Marcel alla chez son oncle. Il flairait la vérité ; mais il n’avait pas osé la faire pressentir à Mme d’Estrelle, pensant avec raison qu’elle lui reprocherait de l’avoir mise en relation avec un vieillard insensé. Et puis il ne connaissait de la fortune de son oncle que les deux millions qu’il avouait, et ce chiffre, qui, souvent répété à Julie, avait empêché celle-ci de rien soupçonner, déroutait notablement les soupçons de Marcel.

— Mon petit oncle, lui dit-il brusquement dès son entrée, vous avez donc cinq millions ?

— Pourquoi pas trente ? s’écria le vieillard en levant les épaules ; es-tu devenu fou ?

Marcel le harcela vainement de questions ; l’oncle fut impénétrable. D’ailleurs un grand événement venait de se produire chez lui, et il était bien sérieusement distrait de ses rêves de mariage.

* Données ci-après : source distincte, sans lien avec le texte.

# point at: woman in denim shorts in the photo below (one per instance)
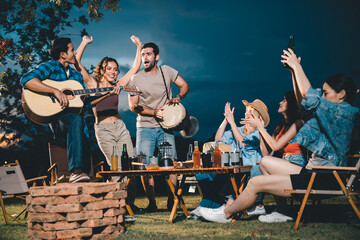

La mystérieuse liliacée qu’il avait si souvent contemplée, épiée, soignée et arrosée dans l’espérance de pouvoir lui donner son nom, venait, durant quelques jours d’oubli et d’abandon, de pousser à l’improviste une hampe vigoureuse déjà chargée de boutons bien renflés ; un de ces boutons s’était même déjà un peu entr’ouvert et montrait un intérieur de corolle satinée d’une blancheur et d’un luisant incomparables, tigrée de rose vif. Cette plante exotique surpassait en rareté et en beauté toutes ses congénères, et l’horticulteur hors de lui, rani/né, consolé presque de sa mésaventure matrimoniale, s’écriait à chaque instant, en arpentant sa serre avec agitation et en revenant savourer l’éclosion de sa plante : — Voilà, voilà ! je suis fixé. Celle-ci sera l’Antonia Thierri, et tous les amateurs de l’Europe en crèveront de rage si bon leur semble !

— Voyons, voyons ! se disait Marcel, est-ce de l’Antonia, est-ce de la comtesse que mon oncle est épris ?

George Sand.

(La seconde partie au prochain n°.)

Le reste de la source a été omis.